Extremal Positive Semidefinite Matrices for Graphs without K₅ Minors

For a graph $G$ with $p$ vertices the closed convex cone $\mathbb{S}^p_{\succeq0}(G)$ consists of all real positive semidefinite $p\times p$ matrices with zeros in the off-diagonal entries corresponding to nonedges of $G$. The extremal rays of this cone and their associated ranks have applications to matrix completion problems, maximum likelihood estimation in Gaussian graphical models in statistics, and Gauss elimination for sparse matrices.

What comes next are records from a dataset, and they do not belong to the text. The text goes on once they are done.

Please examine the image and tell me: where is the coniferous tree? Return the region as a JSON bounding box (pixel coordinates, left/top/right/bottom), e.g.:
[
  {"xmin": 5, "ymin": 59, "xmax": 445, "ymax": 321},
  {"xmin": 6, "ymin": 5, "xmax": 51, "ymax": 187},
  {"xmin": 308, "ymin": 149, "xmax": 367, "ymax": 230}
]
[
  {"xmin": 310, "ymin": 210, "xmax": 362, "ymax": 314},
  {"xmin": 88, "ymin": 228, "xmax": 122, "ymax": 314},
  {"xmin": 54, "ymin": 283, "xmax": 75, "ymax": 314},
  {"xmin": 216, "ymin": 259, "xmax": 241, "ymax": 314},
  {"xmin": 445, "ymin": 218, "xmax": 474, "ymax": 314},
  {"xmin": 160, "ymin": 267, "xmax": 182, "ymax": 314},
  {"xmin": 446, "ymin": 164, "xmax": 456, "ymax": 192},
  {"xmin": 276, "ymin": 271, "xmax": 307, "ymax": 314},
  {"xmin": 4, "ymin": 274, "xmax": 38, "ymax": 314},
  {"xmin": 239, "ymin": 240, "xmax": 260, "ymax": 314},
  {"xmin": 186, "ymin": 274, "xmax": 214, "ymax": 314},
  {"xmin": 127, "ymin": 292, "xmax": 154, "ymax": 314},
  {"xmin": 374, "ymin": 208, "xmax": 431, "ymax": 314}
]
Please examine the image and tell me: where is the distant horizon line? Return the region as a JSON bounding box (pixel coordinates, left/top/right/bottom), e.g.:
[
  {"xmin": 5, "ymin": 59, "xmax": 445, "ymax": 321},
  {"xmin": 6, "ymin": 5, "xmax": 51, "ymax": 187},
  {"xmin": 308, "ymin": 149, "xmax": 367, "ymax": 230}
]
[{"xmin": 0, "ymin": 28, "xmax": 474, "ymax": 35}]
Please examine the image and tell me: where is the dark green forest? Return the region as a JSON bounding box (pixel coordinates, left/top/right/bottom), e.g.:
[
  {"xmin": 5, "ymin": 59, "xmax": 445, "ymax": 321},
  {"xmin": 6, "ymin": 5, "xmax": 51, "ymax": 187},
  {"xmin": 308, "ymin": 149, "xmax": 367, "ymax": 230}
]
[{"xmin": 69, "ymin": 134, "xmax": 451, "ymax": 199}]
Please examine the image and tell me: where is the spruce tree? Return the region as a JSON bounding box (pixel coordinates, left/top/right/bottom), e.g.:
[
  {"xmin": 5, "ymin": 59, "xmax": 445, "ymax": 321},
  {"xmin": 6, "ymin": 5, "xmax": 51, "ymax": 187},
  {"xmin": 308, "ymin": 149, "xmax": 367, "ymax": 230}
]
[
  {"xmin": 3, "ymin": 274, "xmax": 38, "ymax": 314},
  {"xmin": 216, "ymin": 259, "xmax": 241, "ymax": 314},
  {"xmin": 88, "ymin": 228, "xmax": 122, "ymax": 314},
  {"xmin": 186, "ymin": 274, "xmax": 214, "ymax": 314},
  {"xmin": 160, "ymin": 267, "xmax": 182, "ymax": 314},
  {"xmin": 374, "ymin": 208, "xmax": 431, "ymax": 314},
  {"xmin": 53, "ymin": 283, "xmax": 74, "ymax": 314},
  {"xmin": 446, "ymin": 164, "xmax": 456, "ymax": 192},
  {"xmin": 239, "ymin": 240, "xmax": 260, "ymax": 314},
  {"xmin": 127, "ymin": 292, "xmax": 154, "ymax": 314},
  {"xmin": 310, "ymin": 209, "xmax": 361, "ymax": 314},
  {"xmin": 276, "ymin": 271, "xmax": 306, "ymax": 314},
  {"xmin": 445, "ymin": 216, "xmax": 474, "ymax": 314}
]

For a graph $G$ without $K_5$ minors, we show that the normal vectors to the facets of the $(\pm1)$-cut polytope of $G$ specify the off-diagonal entries of extremal matrices in $\mathbb{S}^p_{\succeq0}(G)$. We also prove that the constant term of the linear equation of each facet-supporting hyperplane is the rank of its corresponding extremal matrix in $\mathbb{S}^p_{\succeq0}(G)$. Furthermore, we show that if $G$ is series-parallel then this gives a complete characterization of all possible extremal ranks of $\mathbb{S}^p_{\succeq0}(G)$, consequently solving the sparsity order problem for series-parallel graphs.